Juristisch lag der Fall damit klar. Was nun kommen mußte, war das Urteil. Auch hier konnte es keinen Zweifel geben. An den Galgen von Landsberg war noch Platz für viele.
Für viele, die zu verteidigen Mr. Evans keine Lust hatte. Gut, man hatte ihm die Akten geschickt, und er hatte schließlich mit der natürlichen Neugier des Juristen, der kein Dossier vorbeiziehen lassen kann, darin geblättert.
Und dann war er auf Widersprüche gestoßen …
Da sollten Menschen an einer Friedhofsmauer erschossen worden sein … wo der Friedhof nicht eingesäumt war. Da sollte eine Belgierin auf einem Stuhl in ihrer Wohnung exekutiert worden sein, die in Wirklichkeit von einer amerikanischen Bombe erschlagen wurde. Da hatten frühere SS-Leute in schriftlichen Geständnissen zugegeben, Menschen ermordet zu haben … die noch lebten!
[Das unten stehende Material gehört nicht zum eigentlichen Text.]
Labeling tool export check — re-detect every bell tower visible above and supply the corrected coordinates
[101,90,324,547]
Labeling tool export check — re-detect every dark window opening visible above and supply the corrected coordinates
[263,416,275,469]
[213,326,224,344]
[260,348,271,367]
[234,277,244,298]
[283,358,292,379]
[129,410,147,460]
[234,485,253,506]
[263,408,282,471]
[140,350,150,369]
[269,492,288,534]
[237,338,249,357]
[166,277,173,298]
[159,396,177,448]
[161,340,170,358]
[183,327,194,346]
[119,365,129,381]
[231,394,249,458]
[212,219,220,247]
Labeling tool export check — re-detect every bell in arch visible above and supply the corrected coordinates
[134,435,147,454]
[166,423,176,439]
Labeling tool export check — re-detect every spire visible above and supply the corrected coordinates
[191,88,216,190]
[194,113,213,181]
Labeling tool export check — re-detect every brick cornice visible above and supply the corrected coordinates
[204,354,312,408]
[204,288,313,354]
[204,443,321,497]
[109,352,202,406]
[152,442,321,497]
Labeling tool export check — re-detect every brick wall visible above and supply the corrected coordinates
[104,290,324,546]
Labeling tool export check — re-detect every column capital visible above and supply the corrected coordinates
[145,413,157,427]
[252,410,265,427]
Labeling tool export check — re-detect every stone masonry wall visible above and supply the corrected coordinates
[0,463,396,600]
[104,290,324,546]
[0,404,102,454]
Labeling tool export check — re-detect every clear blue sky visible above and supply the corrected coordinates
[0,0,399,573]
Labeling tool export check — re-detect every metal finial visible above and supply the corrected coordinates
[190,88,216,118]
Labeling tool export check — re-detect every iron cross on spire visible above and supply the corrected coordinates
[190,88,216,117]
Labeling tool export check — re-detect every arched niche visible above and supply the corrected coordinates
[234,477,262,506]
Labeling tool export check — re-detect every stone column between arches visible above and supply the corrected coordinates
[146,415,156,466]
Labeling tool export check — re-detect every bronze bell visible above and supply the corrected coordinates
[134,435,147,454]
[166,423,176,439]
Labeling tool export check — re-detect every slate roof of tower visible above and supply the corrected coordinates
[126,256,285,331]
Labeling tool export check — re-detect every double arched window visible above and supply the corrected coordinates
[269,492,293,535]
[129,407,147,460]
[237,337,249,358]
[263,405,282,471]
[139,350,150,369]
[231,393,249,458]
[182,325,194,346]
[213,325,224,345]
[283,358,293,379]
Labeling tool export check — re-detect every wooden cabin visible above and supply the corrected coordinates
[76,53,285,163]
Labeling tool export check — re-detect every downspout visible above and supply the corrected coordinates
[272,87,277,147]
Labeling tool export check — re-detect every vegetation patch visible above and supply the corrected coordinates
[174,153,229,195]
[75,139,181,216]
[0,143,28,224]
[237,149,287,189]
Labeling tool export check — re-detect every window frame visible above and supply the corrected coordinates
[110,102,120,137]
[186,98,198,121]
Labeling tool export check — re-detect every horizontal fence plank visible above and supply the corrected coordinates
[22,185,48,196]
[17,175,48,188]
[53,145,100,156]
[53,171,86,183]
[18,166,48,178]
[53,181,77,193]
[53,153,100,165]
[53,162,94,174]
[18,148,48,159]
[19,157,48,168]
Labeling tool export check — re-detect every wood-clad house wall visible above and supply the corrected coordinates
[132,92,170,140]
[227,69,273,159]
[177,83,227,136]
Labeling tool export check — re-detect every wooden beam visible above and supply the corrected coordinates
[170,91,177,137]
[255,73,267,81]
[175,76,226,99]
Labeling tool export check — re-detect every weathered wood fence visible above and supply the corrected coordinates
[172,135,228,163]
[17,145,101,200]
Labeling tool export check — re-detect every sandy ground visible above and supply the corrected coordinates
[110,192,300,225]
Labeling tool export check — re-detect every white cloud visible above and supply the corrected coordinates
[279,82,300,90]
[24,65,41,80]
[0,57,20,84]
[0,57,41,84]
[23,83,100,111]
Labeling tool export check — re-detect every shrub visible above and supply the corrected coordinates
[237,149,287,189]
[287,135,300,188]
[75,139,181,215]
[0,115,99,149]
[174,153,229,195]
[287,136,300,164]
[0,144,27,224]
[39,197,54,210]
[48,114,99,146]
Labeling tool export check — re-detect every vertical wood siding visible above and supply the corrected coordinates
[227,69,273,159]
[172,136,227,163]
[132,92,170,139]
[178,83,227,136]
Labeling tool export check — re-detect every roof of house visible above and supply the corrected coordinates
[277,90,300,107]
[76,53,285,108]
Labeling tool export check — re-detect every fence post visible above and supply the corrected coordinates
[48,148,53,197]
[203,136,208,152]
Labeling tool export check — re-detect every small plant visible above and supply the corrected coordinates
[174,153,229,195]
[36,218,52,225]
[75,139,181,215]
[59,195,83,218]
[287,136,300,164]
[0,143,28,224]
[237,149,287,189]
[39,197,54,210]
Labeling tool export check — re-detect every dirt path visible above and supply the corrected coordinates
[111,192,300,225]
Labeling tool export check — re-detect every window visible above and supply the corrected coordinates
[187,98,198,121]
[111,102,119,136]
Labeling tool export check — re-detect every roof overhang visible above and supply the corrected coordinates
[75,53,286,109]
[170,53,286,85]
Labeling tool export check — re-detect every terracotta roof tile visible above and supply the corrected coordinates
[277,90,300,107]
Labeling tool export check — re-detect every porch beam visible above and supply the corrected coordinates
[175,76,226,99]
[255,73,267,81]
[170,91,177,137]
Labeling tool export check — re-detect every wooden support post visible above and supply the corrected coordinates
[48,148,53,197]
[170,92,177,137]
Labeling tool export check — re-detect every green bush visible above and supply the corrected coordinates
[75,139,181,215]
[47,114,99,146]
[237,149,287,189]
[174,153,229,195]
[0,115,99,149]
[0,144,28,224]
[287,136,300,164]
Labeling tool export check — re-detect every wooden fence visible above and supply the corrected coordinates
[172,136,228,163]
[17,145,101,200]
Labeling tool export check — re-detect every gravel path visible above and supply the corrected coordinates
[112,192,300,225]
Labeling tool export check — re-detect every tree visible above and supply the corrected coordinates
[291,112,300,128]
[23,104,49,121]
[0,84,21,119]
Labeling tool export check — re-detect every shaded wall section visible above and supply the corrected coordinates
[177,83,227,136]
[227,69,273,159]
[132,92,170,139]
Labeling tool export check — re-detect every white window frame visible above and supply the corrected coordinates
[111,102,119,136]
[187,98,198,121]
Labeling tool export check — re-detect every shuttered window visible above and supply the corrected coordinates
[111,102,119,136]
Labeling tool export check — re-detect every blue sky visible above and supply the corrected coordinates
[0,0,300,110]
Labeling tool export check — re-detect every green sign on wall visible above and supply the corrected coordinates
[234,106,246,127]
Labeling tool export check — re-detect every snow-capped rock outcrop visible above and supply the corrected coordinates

Soviel Zufälligkeiten, so viele Irrtümer auf einmal konnte es nicht geben. Das übersah der Colonel mit einem Blick. Hinter diesen Unstimmigkeiten mußte sich etwas Gräßliches, etwas Entsetzliches, etwas Ungeheuerliches verbergen.
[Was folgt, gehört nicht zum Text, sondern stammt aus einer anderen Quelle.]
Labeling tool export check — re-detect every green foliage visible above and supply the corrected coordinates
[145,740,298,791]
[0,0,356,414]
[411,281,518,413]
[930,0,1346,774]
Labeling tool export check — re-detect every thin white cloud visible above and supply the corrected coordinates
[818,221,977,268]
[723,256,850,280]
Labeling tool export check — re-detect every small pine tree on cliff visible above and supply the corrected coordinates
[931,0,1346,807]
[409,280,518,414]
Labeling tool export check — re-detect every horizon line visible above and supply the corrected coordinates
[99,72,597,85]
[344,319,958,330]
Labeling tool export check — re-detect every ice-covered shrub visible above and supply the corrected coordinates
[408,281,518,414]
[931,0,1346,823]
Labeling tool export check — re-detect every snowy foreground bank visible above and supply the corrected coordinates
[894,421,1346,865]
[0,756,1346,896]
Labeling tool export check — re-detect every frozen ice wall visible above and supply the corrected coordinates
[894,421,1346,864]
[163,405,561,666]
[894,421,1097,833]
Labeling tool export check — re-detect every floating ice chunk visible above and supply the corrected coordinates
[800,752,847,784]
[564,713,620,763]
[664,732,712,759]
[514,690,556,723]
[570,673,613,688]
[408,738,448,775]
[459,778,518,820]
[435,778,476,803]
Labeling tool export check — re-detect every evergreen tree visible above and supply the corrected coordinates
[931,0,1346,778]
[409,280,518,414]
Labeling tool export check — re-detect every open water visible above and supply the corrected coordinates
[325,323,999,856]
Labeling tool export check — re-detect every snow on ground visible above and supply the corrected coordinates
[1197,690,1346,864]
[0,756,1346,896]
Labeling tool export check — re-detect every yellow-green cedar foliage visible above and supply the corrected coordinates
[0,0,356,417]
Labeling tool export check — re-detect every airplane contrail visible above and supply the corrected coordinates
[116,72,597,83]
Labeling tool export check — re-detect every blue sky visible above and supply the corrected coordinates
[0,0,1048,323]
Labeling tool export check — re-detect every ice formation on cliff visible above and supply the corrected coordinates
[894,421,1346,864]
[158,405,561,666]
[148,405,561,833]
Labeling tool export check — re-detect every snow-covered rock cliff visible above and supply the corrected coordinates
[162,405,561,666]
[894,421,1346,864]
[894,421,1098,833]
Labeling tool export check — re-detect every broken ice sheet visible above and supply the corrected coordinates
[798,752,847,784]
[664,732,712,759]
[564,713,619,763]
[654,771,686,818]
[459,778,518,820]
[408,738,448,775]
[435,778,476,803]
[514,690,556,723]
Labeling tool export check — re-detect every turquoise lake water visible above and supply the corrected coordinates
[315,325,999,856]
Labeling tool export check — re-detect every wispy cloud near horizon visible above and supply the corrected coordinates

Waren die Geständnisse erpreßt worden? Hatten die US-Ermittler ähnliche Methoden angewandt, wie sie durch die Gestapo weltbekannt und berüchtigt geworden waren?
Hier, an dieser Stelle seiner Untersuchung, drohten den Obersten Phantasie, Logik und Anstand zu verlassen. Hier konnte er einfach nicht mehr folgen. Hier war er am Ende seiner Vorstellungswelt angelangt.
Ein anderer hätte die Akten ohne weiteres in den Papierkorb geworfen und sich eine Fahrkarte nach Amerika besorgt.
Nicht so Colonel Evans. Er wird sich nichts schenken. Nichts sich, nichts seinem Land, nichts seiner Uniform, nichts seinen Farben. Seine Intelligenz wird das Gericht kennenlernen. Seinem Anstand werden die Angeklagten fassungslos gegenüberstehen. Seinen Mut wird die Presse in aller Welt rühmen.
Seinen inneren Kampf aber wird er mit sich selbst abmachen müssen.
Den Colonel geht mit großen Schritten in seinem Büro hin und her. Er hatte alle Einzelheiten der Akten im Kopf. Immer noch hofft er, daß sich die Widersprüche als ein Irrtum herausstellen werden, für den es eine ganz natürliche Erklärung gibt. Er unterbricht seinen Fußmarsch, geht auf das Aktenbündel zu, liest, schüttelt den Kopf, rennt wieder hin und her, reißt das Fenster auf, schließt es im nächsten Augenblick, zündet sich eine Zigarette an, wirft sie weg, tritt sie aus.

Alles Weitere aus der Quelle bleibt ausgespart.